West Deptford continued to excel, defeating Glassboro, 16-0, in three-and-a-half innings in the District 15 Major Division semifinals Tuesday. It will compete in the finals tonight against Woodbury in Clayton at 7 p.m.
The team is undefeated thanks to a powerful lineup, great pitching and a defense that seems to make every play.
Right now, the game seems to be coming to them as simply as it came to Mays.
“That’s what we do,” West Deptford coach Mark Ainsley said, referring to the production from his entire offense. “We have the power hitters and then we have the guys who hit the ball hard, singles, gappers. It’s consistent 1-through-12, all these boys are putting the ball in play. Once we got past their first pitcher, it seemed to deflate them early. They are a real good team, we just kept plugging away.”
West Deptford wasted no time showing they were eager to get to the finals.

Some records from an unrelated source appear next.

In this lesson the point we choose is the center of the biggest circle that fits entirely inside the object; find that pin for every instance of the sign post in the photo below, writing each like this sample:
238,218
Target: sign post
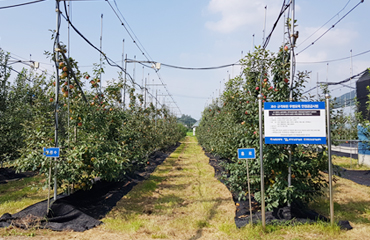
295,123
262,171
327,96
52,153
248,153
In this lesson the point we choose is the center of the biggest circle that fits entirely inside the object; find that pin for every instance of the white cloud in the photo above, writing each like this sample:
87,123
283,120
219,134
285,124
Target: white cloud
238,13
335,37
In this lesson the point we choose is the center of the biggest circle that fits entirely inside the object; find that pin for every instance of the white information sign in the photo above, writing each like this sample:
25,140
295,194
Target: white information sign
295,123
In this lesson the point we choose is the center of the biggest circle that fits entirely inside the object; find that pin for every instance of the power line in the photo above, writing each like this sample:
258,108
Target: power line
22,4
331,27
337,83
184,68
109,61
283,9
142,49
324,24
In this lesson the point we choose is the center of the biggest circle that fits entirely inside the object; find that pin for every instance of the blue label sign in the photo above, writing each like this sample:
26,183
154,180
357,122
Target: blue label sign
295,140
294,105
51,152
246,153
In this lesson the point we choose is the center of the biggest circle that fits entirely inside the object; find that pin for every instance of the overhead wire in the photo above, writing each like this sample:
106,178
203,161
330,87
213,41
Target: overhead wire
109,61
21,4
142,49
324,24
335,60
337,83
185,68
284,7
361,1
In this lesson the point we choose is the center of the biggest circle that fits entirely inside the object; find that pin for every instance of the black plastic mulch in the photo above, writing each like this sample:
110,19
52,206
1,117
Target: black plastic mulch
295,214
358,176
82,210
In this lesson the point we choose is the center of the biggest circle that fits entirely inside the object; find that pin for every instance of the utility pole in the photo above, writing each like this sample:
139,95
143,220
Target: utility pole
122,61
292,42
124,85
56,50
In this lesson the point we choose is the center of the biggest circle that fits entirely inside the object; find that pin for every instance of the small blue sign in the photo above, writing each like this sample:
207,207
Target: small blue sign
295,140
246,153
294,106
51,152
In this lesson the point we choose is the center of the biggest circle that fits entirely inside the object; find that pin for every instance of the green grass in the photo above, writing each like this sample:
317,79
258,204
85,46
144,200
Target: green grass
348,163
16,195
189,134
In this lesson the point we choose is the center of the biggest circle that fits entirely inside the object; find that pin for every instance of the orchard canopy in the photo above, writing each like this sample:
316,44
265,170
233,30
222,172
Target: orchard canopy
231,122
98,136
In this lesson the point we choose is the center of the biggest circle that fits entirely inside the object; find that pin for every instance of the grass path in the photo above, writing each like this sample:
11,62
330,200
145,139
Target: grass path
181,200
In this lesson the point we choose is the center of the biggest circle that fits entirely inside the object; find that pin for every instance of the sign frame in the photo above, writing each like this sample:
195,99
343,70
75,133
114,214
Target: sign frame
53,152
246,153
295,123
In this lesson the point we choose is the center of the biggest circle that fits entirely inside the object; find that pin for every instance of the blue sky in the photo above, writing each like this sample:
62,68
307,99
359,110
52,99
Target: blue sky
192,33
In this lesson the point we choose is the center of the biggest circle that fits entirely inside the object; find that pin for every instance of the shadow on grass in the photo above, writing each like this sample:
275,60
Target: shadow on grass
353,211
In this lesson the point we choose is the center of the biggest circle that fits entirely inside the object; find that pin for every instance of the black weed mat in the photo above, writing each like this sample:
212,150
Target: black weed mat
295,214
82,210
9,174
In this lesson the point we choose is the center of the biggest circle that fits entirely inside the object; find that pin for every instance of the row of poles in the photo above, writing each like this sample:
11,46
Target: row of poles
327,100
57,85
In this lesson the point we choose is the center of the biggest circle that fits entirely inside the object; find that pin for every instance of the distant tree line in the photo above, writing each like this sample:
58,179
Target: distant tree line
187,120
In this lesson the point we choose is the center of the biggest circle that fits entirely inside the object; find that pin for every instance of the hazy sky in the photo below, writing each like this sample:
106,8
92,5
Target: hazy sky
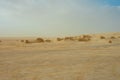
58,17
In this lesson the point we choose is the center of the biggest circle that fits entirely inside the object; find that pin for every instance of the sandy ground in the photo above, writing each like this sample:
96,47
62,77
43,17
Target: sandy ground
71,60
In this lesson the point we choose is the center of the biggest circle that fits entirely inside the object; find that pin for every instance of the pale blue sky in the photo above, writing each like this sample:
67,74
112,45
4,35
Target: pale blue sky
58,17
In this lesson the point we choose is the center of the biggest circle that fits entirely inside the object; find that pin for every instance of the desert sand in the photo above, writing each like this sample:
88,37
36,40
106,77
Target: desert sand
96,59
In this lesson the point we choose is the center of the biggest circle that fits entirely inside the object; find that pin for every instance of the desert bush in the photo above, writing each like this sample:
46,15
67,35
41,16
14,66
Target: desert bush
109,41
27,41
48,40
112,37
59,39
69,38
87,36
102,37
84,39
39,40
22,40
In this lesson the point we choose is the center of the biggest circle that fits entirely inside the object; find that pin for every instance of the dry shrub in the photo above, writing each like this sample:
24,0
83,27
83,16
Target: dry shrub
22,40
69,38
39,40
84,39
112,37
27,41
102,37
87,36
48,40
59,39
109,41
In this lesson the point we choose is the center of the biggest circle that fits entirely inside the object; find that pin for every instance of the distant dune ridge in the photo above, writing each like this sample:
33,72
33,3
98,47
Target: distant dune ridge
82,38
82,57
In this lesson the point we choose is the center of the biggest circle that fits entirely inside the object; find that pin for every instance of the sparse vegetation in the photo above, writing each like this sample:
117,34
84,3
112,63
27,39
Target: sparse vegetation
59,39
48,40
112,37
40,40
102,37
27,41
69,38
84,39
110,41
22,40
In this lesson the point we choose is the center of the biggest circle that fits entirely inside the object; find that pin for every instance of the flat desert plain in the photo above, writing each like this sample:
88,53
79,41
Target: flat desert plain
97,59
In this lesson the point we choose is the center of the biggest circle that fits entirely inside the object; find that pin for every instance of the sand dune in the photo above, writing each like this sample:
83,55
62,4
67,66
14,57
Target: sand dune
70,59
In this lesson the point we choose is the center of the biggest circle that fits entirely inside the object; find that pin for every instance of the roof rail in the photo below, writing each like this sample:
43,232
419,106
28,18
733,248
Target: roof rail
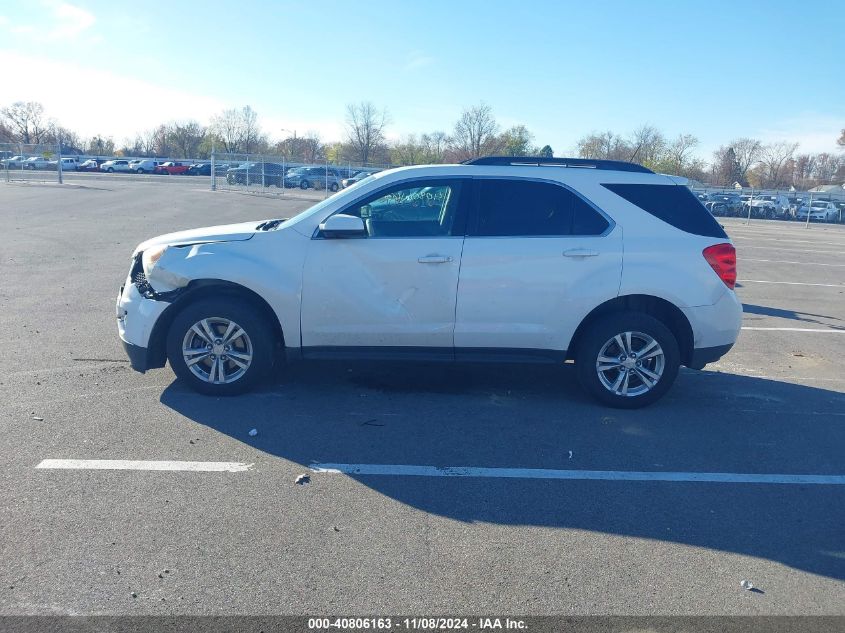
585,163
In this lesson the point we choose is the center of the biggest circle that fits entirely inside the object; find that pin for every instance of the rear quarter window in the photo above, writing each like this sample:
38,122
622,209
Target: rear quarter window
674,204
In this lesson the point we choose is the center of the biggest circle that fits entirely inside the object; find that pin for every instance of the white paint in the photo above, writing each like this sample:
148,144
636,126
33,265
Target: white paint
789,283
578,475
794,329
131,464
781,261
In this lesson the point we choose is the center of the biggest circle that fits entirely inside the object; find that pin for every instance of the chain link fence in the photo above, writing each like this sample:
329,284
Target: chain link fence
33,162
276,175
774,204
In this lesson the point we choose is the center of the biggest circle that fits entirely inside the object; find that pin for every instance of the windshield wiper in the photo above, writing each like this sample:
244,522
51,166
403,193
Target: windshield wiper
269,225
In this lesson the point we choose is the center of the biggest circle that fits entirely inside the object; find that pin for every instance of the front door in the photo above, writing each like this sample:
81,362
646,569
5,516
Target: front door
394,290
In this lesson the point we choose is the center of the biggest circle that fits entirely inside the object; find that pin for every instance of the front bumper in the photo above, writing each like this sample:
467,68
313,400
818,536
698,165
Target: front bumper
138,357
136,318
704,355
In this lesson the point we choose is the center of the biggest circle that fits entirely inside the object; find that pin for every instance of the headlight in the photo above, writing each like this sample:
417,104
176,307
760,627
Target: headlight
150,257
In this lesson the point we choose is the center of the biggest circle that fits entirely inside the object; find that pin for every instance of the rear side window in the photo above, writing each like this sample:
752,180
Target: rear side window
530,208
674,204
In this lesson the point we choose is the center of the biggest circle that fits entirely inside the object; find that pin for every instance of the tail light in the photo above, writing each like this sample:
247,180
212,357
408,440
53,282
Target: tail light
722,258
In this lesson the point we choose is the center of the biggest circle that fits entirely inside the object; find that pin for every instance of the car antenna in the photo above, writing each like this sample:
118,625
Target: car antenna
636,151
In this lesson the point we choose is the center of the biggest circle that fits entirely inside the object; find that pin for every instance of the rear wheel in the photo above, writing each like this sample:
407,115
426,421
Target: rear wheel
628,360
220,347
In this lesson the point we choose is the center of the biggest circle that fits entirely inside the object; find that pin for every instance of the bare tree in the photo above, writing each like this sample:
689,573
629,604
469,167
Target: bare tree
517,141
408,151
365,126
186,138
476,133
725,170
26,120
747,151
604,145
227,127
100,146
825,167
434,146
648,145
773,160
680,151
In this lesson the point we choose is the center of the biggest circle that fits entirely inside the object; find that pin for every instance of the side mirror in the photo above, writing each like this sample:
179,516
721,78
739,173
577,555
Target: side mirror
343,226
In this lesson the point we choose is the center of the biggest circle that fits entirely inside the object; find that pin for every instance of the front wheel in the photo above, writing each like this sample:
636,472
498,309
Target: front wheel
628,360
219,347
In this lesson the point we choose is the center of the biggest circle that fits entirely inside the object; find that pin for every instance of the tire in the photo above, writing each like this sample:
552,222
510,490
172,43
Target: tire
601,339
255,346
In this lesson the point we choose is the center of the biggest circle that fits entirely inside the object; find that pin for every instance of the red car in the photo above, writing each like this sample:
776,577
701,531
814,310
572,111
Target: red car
171,169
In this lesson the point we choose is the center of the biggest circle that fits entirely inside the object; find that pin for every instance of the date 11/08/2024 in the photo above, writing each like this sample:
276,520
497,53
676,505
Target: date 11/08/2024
416,624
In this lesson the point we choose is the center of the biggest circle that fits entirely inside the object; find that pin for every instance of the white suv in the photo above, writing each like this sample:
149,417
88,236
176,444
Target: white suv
499,259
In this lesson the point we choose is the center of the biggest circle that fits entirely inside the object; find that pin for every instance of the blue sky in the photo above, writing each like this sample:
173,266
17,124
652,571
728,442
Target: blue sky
717,70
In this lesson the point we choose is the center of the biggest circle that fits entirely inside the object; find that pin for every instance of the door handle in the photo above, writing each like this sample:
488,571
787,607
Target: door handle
580,252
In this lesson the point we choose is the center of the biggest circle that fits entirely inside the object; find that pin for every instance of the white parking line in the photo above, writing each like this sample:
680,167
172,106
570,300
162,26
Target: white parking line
789,283
782,261
582,475
778,239
131,464
795,329
796,250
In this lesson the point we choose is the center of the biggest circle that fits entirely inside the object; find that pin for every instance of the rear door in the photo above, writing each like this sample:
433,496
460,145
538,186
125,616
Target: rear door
537,258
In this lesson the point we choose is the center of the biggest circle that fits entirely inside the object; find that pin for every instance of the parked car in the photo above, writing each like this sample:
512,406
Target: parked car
118,165
767,206
13,162
204,169
265,174
403,266
313,178
171,168
357,177
36,162
723,203
819,211
68,164
143,165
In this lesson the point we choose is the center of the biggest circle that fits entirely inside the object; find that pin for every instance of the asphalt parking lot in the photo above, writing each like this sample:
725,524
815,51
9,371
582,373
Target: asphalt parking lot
252,541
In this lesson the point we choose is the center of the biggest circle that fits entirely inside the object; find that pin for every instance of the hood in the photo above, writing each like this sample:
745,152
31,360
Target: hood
224,233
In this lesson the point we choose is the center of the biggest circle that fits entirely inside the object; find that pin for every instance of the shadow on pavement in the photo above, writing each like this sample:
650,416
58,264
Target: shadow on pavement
532,417
748,308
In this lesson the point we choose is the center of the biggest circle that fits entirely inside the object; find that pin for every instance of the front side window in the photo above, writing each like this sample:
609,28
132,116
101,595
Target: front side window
531,208
419,209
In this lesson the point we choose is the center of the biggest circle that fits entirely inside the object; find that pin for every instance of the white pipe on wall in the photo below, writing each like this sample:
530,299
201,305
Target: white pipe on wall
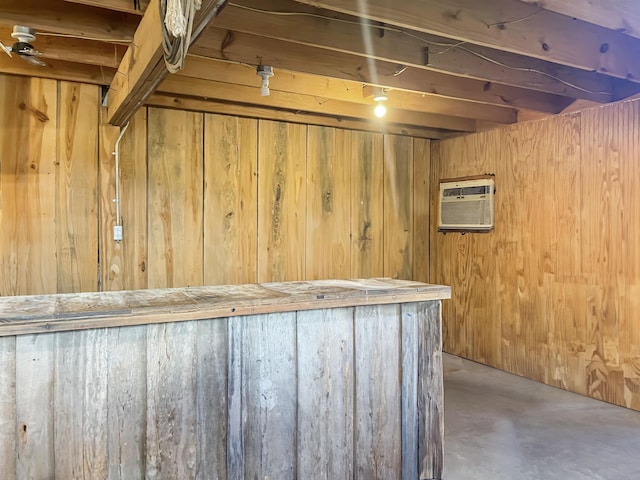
117,229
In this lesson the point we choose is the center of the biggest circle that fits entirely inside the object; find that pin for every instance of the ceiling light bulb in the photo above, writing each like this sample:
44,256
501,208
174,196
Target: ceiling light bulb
380,110
380,95
265,72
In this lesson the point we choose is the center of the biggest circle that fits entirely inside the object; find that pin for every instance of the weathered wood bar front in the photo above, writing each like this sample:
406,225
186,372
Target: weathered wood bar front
308,380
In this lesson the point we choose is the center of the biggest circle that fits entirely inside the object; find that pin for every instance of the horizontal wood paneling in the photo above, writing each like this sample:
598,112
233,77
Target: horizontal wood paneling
547,294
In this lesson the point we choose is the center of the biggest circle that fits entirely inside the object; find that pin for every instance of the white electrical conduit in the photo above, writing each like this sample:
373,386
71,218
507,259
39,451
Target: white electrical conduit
116,200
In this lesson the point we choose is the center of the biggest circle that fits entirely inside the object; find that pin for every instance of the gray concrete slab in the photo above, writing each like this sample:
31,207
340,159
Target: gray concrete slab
500,426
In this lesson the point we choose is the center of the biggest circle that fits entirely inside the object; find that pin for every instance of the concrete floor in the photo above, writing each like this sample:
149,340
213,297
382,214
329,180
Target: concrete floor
500,426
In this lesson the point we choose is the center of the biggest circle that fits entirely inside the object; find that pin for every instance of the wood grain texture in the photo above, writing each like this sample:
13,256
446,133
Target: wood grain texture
367,220
28,115
378,396
410,343
81,311
124,264
398,207
328,229
80,400
548,294
421,208
230,199
267,386
212,415
126,402
35,359
175,194
281,193
77,188
171,401
430,389
8,423
328,393
325,348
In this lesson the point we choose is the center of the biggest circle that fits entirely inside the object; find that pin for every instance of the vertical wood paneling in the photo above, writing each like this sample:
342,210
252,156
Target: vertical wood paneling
230,200
171,401
378,395
8,424
28,115
80,400
325,347
548,293
127,402
124,264
281,201
175,198
398,207
35,406
328,197
367,217
263,424
77,188
212,405
421,208
430,390
409,339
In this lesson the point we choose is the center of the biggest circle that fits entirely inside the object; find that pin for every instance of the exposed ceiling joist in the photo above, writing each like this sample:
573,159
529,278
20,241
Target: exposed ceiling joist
410,48
250,49
118,5
344,90
225,108
620,15
142,69
78,20
59,70
73,49
509,25
459,65
307,103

Derek Wakeley led off the bottom of the first with a double, and touched home without worry when Brian Bernetich followed with a towering two-run home run to right.
“Derek’s been doing that the whole tournament, even last year, that’s why I have him leading off,” Ainsley said. “He hit a gapper and then Brian just absolutely destroyed it. That’s the farthest Little League home run I think I have ever seen. It was a bomb.”
“Their pitcher was throwing pretty fast and I knew he would be coming in with a fastball,” Bernetich said. “I just swung hard. If he throws you a fastball you have to be ready.”
Wakeley, who earned the win, got around a hit and a walk to keep Glassboro off the board in the top of the second. In the bottom half of the frame, West Deptford went to work.
The boys in green and white sent 15 batters to the plate, scoring 10 runs on 10 hits. Wakeley hit his third home run in two days with one out in the inning, and two batters later, Eric Ainsley delivered a two-run homer that opened the floodgates.
“I swung early on the ball,” Eric Ainsley said. “I wasn’t used to (the speed) after the first pitcher, and it just went out.
Nine of the next 10 batters reached base (six singles, a double, a walk and an error) as West Deptford put the game out of reach. The team added four runs in the third for good measure.
“Everyone just kept hitting the ball,” Eric Ainsley said.
All nine starters either had an RBI or scored a run as Wednesday’s performance was truly a team victory.
All that is left now is to finish this run off with a championship tonight.
And in keeping with the mantra of Mays, Bernetich said the team just has to keep doing exactly what it has done to this point.
Said Bernetich, “We have to stay confident.”